Sunday, February 24, 2008

Requirements Management

Many studies out there confirm the fact that poor requirement management during software project lifetime contribute to the cancellation or failure of the project. Here are a few of them:

In “Major Causes of Software Project Failures”, one of the major failures identified is vague requirements: "You can't design a process that assumes [requirements] are stable". Also there are poorly established guidelines that determine how and when requirements can be added, removed, and implemented. "User wants and needs are two different things. What they put in a requirement document is what they want. What they want you to produce is what they need" (http://discuss.joelonsoftware.com/default.asp?joel.3.36443.16), Joel Spolsky mentioned in one of his blogs.

The well known "Chaos Report" released in 1994 by the Standish Group sites incomplete requirements and changing requirements and specifications as playing a major role in failed projects.

"Why software fails" is an IEEE article that was published in 2005 in the IEEE Spectrum Magazine, and which mentions that badly defined system requirements are one of the most common factors in software failures.
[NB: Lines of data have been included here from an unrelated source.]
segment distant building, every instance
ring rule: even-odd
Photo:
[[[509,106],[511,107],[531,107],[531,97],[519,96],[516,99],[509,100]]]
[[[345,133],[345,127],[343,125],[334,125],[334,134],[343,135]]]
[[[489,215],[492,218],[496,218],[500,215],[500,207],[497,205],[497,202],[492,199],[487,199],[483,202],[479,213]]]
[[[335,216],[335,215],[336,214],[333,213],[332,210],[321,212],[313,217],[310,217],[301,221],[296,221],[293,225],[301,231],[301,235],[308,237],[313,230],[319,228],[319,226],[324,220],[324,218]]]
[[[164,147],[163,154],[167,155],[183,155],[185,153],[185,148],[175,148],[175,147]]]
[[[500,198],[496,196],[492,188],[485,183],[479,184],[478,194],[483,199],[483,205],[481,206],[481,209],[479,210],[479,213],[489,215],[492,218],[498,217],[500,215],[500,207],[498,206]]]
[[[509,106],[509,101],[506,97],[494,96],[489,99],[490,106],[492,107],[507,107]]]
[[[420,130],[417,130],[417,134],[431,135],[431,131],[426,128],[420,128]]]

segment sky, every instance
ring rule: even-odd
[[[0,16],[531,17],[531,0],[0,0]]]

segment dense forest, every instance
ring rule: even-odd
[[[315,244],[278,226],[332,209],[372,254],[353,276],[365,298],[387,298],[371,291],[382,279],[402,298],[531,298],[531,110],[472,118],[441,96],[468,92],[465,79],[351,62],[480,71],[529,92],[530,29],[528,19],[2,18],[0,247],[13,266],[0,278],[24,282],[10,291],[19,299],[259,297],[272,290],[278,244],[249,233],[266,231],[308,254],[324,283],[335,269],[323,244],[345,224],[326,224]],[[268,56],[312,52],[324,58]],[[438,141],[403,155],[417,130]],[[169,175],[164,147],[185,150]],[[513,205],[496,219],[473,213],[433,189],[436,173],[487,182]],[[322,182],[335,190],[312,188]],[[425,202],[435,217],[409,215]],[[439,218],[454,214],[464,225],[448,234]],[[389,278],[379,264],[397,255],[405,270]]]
Many other studies exist, but all of them have one central message: poor requirements management leads to poor functionality of the end software, or even cancellation of the project. In order to alleviate this, we could and should manage requirements, and the best way is by using requirement management tools. INCOSE came out with a survey on such tools that can be read here. There are 38 tools surveyed; I recommend reading it if you need to make a decision on what requirement management tool to go with.